His statement was in reference to the alligators that often caught the attention of the television cameras.

But then the PGA Tour packed its bags and left, and golf fans had to wonder if the world’s best golfers would return. The only reason The Concession was able to host the World Golf Championship was because COVID-19 forced cancellation of the event in Mexico City.

On Dec. 7, 9, and 10, the wait for a world-class event comes to an end. Already committed to the event are the three teams’ playing captains Ernie Els (Team International), Darren Clarke (Team Europe), and Jim Furyk (Team USA). All are majors champions.

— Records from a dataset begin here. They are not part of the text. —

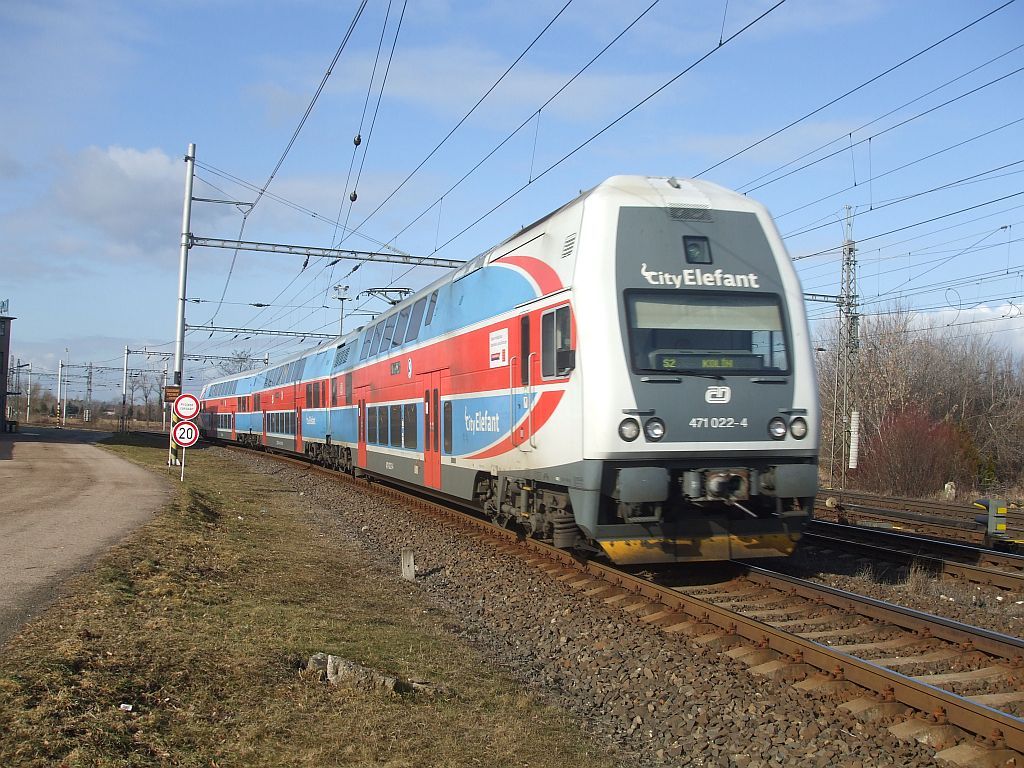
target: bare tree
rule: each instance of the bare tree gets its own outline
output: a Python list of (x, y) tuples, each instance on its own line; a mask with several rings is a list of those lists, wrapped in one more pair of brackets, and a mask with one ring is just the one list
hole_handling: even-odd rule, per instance
[(142, 392), (142, 402), (146, 422), (149, 423), (153, 420), (153, 412), (150, 409), (150, 400), (153, 399), (153, 395), (159, 390), (160, 384), (156, 380), (156, 376), (153, 373), (146, 372), (139, 376), (139, 390)]
[[(823, 464), (833, 434), (845, 437), (836, 335), (826, 328), (817, 345)], [(864, 318), (855, 370), (848, 402), (860, 411), (863, 483), (926, 494), (946, 480), (990, 490), (1021, 479), (1024, 368), (991, 337), (964, 336), (895, 305)]]
[(225, 376), (230, 376), (233, 373), (242, 373), (243, 371), (251, 371), (253, 368), (261, 368), (263, 366), (263, 358), (257, 357), (251, 349), (236, 349), (229, 355), (230, 360), (221, 360), (216, 364), (216, 368)]

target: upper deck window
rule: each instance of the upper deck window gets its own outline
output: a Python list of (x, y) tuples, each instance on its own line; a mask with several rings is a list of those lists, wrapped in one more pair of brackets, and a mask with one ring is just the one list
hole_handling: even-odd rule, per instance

And this time, fans can buy tickets (which go on sale on Labor Day) to attend.

“The first time I saw Concession was during the WGC,” says Jason Langwell, the executive vice president of Intersport, which owns and will promote the World Champions Cup. “It is a classic, incredible golf course. It is fan-friendly with a beautiful clubhouse. If you are a fan on the back nine, there are places where you can just turn your head and see action on three different holes.

“Could we create an incredible experience here? Yes.”

Weimann and his staff are busy with preparations to create that incredible experience, even though he says the course needs little work.

Brian Weimann says The Concession doesn’t have to make many changes to host The World Champions Cup because it is in tournament-shape every day.
Photo by Jay Heater

“Golf-wise, in between the ropes, we don’t have to change anything,” Weimann says. “We pride ourselves on being tournament-ready every day. I’ve always wanted to see a match-play event on this course. It sets up well for it because it is a very strategic course, a second-shot course.”

However, with 3,000 to 7,000 golf fans expected each day, Weimann and his staff will need to alter some areas of the course to provide the fans with seating and the ability to move from hole to hole.

“Logistically, it is a different feel,” Weimann says. “We are going to have bigger crowds and the numbers make it more of a challenge. But the staff is focused on this, and it is a fun challenge. I enjoy it, but these things do take a long time to plan.”

Weimann calls it the next step in The Concession owner Bruce Cassidy’s desire to host a major. Cassidy has spoken of his desire to make a bid to host the 2031 U.S. Open. However, that event is in June, so it might be a tough sell in Florida. The PGA Championship is held in May and has site commitments through 2030 (and 2034).

“This will be similar to the (World Golf Championship) in that it will showcase the club throughout the country, and internationally,” Weimann says of the World Champions Cup. “It is another chance for The Concession to be seen by the masses. It is our next step to the future.”

The match-play event will be played on the back nine holes of The Concession, which will be called holes Nos. 1 through 9 for the event. Those holes normally are Nos. 10-18.

“Our No. 18 is a great finishing hole, so logistically, it made sense (to use the club’s back nine),” Weimann says.

After this event, Weimann says The Concession will continue to be in the market for “one-offs.” He says the club doesn’t want annual events that would take over the course at the same time each year. Examples of “one-offs” would be the U.S. Open, the PGA Championship, the Ryder Cup, the Presidents Cup and other events that change venues each year.

Langwell says Intersport is interested in a long-term relationship with The Concession, although he says it hasn’t been decided how the future schedule will look. That will be a topic the day after this event is finished.

“These are people you want to lock arms with,” he says of Weimann and Cassidy. “We love The Concession.”